Bir önceki PPK kararında, Kurul'un enflasyondaki geçici artışların enflasyon görünümünü bozmasına izin vermeyeceğinin yer aldığını hatırlatan Başçı, bu doğrultuda önümüzdeki dönemde ek parasal sıkılaştırmaların daha sık uygulanabileceğinin vurgulandığını ifade etti.
Şimdiye kadar yaptıkları parasal sıkılaştırmaların en kısa 5 gün, en uzun 8 gün sürdüğünü anımsatan Başçı, geçen kurul toplantısından dünkü kurul toplantısına kadar geçen 1 aylık sürede 2 kez ek parasal sıkılaştırma yaptıklarını, birinin 6 gün, diğerinin 5 gün sürdüğünü kaydetti.
Dün yapılan PPK toplantısında fiyatlama davranışlarına dair riskleri sınırlandırmak amacıyla önümüzdeki dönemde mevcut sıkı duruşun korunacağının kararlaştırıldığını ifade eden Başçı, "Bu şu demek; ek parasal sıkılaştırma daha sık uygulanabilecek demiştik ve yine daha sık uygulanabilir. Bu aynen duruyor.
İlave olarak, bu çerçevede gerektiğinde daha kısa süreli ek parasal sıkılaştırmalar da kullanılabilecek. Yani 5 günün altına da inebiliriz. 1 gün süreli ek parasal sıkılaştırma bile yapabiliriz. şartlara göre 2 gün de olur, 3 gün de olur. Mutlaka etkili ve geçici olması gerekiyor. Bu ilave bir yenilik. Burada aslında para politikasını biraz daha güçlendiriyoruz. Hem daha sık hem daha kısa süreli yapabiliriz. Burada gayet dikkatliyiz" diye konuştu.

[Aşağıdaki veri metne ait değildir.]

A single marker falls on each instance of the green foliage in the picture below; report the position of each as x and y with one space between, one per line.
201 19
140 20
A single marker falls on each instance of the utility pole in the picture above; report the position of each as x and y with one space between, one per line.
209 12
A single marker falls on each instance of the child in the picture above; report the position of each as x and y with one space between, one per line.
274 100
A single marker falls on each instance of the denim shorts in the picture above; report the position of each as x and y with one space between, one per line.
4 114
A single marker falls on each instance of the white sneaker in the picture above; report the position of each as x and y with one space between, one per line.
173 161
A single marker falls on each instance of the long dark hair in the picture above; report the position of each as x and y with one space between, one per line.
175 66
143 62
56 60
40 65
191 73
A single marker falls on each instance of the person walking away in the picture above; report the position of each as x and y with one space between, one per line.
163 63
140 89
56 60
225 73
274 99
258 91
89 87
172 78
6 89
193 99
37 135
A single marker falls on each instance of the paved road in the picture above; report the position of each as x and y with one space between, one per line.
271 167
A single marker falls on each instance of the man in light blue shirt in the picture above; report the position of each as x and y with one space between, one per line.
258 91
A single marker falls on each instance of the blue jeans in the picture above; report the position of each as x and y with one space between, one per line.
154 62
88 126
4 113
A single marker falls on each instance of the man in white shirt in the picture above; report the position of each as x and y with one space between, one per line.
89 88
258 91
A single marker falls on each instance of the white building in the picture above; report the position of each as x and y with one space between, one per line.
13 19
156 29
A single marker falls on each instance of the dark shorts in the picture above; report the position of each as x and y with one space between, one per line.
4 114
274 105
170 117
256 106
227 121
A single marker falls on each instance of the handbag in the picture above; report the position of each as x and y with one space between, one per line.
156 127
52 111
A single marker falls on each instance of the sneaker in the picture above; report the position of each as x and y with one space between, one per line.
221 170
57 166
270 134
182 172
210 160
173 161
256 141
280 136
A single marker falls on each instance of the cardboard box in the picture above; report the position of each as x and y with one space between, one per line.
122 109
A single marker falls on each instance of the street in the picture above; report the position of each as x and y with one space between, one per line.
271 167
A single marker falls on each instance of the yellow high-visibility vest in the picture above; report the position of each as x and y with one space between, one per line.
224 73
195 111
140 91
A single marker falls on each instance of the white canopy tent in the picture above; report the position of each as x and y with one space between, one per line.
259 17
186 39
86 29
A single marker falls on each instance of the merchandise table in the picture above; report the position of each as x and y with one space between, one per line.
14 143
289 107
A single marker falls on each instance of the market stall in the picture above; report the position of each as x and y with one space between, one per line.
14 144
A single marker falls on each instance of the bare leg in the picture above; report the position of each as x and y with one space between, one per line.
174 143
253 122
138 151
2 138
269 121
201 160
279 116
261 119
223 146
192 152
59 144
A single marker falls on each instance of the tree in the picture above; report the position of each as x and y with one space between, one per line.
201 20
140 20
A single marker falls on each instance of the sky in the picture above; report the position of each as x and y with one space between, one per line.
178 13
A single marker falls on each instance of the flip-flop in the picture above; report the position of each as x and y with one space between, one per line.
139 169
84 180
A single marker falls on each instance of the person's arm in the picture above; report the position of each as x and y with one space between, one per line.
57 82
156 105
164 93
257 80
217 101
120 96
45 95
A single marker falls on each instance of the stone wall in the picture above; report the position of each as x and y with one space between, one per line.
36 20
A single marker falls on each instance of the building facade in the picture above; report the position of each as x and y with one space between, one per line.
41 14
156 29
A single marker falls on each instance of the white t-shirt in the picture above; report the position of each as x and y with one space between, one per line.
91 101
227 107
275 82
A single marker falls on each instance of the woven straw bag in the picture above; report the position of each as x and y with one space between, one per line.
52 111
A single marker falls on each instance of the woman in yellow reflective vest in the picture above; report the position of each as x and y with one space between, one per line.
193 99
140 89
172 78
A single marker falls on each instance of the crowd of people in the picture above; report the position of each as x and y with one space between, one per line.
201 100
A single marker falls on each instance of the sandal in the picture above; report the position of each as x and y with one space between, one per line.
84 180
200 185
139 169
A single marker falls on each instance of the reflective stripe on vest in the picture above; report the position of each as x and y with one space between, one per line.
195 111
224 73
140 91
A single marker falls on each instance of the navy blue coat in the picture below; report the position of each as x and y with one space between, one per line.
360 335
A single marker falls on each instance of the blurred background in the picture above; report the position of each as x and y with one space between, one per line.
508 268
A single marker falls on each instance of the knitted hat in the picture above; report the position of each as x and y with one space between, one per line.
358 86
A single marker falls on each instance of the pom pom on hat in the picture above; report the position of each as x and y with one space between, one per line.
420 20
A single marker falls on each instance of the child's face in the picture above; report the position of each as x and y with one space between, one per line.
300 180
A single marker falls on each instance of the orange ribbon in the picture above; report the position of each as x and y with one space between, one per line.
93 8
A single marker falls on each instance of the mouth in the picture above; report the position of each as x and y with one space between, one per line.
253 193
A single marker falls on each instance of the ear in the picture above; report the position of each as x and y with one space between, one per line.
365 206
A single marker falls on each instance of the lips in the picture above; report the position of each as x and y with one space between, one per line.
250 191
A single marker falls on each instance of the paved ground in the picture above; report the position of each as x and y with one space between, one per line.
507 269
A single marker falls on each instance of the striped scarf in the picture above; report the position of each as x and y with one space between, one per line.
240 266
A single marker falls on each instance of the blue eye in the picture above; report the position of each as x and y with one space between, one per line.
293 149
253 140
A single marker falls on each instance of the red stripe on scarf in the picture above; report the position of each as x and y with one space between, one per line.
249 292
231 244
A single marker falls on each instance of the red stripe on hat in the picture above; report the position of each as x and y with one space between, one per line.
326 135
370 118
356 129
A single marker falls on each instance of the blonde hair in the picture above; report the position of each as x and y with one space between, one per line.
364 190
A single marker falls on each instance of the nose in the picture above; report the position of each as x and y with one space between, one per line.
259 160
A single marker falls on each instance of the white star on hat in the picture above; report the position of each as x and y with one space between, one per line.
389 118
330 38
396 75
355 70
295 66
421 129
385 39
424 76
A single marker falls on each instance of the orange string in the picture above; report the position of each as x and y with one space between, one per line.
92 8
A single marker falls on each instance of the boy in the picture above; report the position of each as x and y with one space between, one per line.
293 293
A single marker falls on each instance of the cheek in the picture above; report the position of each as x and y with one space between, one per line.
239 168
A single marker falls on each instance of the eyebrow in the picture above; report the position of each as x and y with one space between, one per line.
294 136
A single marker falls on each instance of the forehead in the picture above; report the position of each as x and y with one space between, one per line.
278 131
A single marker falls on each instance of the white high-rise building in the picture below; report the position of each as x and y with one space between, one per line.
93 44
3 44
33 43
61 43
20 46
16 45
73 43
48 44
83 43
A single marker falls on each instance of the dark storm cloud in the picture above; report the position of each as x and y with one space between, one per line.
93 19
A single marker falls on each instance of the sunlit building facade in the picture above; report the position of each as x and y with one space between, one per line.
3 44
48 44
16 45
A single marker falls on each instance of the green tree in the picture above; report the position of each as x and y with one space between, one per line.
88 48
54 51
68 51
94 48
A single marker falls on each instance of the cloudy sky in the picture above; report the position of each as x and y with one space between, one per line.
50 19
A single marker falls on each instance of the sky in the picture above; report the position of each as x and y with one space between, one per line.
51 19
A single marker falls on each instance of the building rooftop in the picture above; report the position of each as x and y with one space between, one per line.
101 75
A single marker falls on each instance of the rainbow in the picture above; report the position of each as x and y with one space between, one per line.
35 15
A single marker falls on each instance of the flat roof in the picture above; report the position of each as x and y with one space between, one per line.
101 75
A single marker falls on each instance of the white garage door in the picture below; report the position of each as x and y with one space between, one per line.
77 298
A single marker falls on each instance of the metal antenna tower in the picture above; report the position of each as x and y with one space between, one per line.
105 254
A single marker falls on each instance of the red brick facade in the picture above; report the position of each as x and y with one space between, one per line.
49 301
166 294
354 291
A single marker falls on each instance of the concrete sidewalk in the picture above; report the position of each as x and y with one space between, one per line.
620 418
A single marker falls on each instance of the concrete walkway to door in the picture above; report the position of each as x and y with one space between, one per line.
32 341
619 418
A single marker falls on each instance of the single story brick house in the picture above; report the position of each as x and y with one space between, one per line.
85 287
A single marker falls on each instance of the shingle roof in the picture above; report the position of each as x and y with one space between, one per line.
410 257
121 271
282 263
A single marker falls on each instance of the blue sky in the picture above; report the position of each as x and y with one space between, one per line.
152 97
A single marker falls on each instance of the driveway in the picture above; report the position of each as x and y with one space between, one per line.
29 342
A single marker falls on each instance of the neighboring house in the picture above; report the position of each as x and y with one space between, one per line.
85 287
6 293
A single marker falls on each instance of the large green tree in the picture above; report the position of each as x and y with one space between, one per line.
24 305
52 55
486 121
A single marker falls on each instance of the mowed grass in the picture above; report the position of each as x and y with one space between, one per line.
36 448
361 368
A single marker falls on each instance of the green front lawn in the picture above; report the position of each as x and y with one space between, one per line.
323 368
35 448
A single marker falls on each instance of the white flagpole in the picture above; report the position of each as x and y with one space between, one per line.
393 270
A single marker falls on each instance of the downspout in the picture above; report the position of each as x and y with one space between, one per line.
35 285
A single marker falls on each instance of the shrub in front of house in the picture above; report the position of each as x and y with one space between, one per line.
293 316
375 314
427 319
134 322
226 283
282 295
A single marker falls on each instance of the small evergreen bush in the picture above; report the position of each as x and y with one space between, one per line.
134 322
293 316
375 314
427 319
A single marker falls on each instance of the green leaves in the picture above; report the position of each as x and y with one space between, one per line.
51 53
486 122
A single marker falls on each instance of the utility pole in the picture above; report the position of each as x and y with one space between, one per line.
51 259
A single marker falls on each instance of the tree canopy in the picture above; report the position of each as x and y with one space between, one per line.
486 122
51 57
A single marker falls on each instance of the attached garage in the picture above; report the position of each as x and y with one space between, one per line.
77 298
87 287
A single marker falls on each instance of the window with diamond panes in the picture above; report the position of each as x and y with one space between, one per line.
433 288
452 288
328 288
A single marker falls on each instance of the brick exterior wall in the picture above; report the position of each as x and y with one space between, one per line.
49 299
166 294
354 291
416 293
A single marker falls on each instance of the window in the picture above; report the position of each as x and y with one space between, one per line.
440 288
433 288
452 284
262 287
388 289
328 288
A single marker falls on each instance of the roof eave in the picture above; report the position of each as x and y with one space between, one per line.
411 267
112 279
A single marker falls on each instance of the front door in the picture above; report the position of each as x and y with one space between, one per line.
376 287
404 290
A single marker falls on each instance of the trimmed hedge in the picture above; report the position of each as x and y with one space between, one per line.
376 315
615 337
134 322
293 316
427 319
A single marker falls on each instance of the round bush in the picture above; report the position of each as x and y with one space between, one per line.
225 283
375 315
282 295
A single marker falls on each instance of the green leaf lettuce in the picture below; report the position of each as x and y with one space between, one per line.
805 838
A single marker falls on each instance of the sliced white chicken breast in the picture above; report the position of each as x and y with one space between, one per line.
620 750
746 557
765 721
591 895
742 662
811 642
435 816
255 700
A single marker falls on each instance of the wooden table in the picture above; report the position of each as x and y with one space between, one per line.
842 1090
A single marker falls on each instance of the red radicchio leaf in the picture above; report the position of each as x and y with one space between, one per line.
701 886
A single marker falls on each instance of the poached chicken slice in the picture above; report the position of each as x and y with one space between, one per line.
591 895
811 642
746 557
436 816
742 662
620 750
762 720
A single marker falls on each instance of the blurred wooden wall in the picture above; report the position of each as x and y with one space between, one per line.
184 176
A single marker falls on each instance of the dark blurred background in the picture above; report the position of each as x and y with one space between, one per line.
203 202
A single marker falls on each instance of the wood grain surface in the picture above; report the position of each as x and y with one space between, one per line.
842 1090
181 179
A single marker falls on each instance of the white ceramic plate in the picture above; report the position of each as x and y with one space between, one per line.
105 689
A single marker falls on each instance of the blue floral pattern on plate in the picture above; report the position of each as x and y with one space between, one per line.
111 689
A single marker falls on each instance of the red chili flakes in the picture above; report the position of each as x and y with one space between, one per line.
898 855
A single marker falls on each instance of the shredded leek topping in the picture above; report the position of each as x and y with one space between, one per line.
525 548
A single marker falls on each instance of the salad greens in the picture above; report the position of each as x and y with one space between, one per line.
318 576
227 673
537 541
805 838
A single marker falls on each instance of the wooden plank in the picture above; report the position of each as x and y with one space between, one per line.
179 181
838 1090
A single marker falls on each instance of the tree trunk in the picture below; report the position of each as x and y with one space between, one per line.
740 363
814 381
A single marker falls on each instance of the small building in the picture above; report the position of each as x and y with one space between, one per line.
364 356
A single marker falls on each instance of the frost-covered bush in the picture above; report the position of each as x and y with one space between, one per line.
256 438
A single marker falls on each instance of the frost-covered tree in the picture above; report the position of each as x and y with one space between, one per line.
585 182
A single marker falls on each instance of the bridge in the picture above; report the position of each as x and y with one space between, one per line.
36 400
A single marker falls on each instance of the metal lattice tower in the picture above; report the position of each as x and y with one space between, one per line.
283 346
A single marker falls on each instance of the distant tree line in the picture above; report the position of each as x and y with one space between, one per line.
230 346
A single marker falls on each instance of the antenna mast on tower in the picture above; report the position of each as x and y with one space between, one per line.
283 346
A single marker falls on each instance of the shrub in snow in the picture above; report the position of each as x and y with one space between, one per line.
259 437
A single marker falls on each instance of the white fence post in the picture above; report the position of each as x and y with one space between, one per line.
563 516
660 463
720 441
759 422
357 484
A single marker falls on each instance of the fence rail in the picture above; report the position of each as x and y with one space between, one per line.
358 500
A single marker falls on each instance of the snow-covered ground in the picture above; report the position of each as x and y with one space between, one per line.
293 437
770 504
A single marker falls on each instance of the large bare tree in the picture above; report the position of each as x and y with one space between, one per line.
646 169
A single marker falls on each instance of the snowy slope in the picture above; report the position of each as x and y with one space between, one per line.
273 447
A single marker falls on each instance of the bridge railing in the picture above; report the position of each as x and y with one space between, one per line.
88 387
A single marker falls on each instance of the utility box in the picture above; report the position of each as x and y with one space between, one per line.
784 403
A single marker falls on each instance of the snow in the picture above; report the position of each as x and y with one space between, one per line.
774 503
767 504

"Enflasyonda Mayıs ayında önemli düşüş gözlenecek"
Başçı, enflasyondaki tepe noktanın Nisan ayında görüldüğünü, Mayıs ayında önemli ölçüde düşüş gözleneceğini, yılın son aylarında bu düşüşün hızlanarak devam edeceğini yineledi.
İç ve dış talep arasındaki dengelenmenin öngörüldüğü gibi sürdüğünü, dolayısıyla cari açıkta Ekim 2011'de başlayan iyileşme eğiliminin devam etmesinin beklendiğini anlatan Başçı, "Burada kademeli tam bir yumuşak iniş senaryosuna uygun şekilde kademeli bir iniş bekliyoruz. Halen cari açığın, gayri safi yurt içi hasılaya oranı yıl sonunda yüzde 8 civarında olabileceğini tahmin ediyoruz. Bu yıl yüzde 10 civarından 8 civarına düşecek. Gelecek yıl daha da düşecek" dedi.
Erdem Başçı, büyümenin 2012 yılı boyunca ılımlı seyretmesini öngördüklerini, Avrupa kaynaklı risklerin çok konuşulduğunu, ama bunlara karşı da finansal sektör politikalarında adımlar attıklarını, hükümetin de çok çeşitli alanlarda teşvik politikaları alanlarında önemli düzenlemeler gerçekleştirdiğini kaydetti.